Known-good counts: 39 tool/scoring · 21 safety · 12 API (non-integration) · 18 agent-isolation · 1 full-scan integration.

Known deviations from the architecture spec

See SPEC_DEVIATIONS.md for the running log.

Validation campaign — brief

Implementing the auto-runnable subset of PrePulse_Validation_Testing_Plan.md under validation/. Standalone runner; per-test JSONL with the plan's §5.1 schema; combined all_runs.jsonl per campaign.

Headline (281 results across the F-01..F-35 surface):

Result	Count	Note
pass	186	majority of the deterministic + in-process surface
fail	18	all prototype-side (see below)
error	3	one chat request, one judge crash, one agent crash
inconclusive	74	almost entirely Anthropic rate-limit during the chatbot run

Tests at 100% pass-rate: F-01/04/07/10/13 (75/75 schema conformance), F-05 (MITRE ids), F-08 (tool registry), F-12 (Remediator routing), F-15 (posture determinism in-process), F-19 (SSE event taxonomy), F-20 (trace JSONL fidelity), F-22 (frontend routes), F-25 (trace bytes stable), F-28 (no capability hallucination, 21/21), F-32 (LLM fallback wired), F-34 (schema rejection), F-35 (injection canaries 14/14).
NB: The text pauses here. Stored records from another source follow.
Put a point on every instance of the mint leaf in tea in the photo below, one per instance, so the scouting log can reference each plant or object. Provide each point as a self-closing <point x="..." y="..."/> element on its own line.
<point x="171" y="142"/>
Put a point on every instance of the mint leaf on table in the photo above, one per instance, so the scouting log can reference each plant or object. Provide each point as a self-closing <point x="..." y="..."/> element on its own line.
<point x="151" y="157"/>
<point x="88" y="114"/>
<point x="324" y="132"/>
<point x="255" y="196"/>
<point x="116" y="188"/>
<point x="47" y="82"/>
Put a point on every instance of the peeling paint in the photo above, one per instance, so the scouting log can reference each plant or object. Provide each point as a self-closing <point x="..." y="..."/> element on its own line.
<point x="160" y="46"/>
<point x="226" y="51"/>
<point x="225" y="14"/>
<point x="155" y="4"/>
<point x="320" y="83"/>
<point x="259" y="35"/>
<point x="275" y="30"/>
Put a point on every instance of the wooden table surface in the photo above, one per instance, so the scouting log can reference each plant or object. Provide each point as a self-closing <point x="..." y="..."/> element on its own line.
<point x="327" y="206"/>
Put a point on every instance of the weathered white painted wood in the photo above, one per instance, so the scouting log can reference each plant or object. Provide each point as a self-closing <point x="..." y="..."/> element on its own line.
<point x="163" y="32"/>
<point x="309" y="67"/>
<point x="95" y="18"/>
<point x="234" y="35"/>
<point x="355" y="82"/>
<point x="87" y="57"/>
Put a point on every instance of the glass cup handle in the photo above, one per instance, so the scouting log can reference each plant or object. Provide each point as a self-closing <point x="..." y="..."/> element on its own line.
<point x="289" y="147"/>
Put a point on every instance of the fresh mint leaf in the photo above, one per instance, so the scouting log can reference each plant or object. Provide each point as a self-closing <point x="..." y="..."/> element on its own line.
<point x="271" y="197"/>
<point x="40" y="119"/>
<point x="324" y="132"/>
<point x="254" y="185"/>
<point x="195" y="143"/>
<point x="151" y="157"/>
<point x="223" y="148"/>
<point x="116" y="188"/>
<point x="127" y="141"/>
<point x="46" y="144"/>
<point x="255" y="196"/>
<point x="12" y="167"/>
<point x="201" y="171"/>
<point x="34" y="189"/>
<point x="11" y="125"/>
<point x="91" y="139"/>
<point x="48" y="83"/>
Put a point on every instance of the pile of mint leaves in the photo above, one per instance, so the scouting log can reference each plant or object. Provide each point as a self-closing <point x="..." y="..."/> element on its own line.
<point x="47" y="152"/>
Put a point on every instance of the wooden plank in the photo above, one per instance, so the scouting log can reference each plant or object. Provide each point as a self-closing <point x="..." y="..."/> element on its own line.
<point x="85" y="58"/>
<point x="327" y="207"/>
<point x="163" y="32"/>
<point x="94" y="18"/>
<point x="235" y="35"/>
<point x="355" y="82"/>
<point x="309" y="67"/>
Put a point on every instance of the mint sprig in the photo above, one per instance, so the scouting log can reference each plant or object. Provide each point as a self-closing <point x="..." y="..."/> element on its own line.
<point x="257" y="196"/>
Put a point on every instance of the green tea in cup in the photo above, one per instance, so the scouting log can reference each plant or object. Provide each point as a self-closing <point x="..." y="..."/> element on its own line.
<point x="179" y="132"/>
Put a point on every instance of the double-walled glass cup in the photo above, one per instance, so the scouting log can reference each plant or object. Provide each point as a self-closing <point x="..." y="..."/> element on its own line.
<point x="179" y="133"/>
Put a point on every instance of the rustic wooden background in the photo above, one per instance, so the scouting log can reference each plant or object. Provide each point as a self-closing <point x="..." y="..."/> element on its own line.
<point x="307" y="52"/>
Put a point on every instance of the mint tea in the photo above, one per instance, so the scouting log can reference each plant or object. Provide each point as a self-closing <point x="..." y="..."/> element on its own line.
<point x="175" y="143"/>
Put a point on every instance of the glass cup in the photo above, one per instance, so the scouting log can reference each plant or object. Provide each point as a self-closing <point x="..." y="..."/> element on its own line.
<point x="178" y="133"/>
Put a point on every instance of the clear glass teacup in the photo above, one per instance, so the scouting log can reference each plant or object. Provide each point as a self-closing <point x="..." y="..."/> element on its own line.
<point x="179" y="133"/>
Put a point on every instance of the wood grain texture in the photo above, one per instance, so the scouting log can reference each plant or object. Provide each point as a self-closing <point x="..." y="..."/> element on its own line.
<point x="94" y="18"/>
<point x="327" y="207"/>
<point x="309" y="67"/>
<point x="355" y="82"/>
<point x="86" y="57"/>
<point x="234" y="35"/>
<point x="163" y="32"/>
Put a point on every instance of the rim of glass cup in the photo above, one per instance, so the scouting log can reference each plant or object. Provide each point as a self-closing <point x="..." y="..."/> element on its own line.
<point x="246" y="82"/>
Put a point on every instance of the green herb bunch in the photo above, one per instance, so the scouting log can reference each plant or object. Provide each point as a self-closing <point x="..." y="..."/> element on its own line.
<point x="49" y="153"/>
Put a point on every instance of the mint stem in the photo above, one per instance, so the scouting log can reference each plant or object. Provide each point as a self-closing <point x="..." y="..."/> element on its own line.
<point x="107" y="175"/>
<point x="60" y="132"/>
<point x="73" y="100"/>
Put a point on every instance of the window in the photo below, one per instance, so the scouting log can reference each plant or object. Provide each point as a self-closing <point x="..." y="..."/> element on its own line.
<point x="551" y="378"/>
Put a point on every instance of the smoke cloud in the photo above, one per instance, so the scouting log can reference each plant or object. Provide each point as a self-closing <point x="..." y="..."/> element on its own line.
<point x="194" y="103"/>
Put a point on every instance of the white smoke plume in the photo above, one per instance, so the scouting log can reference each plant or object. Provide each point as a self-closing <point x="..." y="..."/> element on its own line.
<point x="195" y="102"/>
Real prototype-side findings the campaign surfaced:

F-33 / F-18 — posture-score drift. LLM-driven Hardening agent consistently over-credits risk_reduction_estimate, pushing greenfield posture from spec=32 → 47, shoplocal 72 → 99. The high score skips Remediator (§11 conditional route) → only 5 agents fire (test required ≥6). Recommend tightening Hardening's prompt cap or services/scoring.py weights.
F-21 — LLM non-determinism. Same profile, two runs, event sequences differ by 1 event. Temperature 0.2 isn't 0; mock-mode determinism (plan §2.5.1) is not achievable without temperature=0.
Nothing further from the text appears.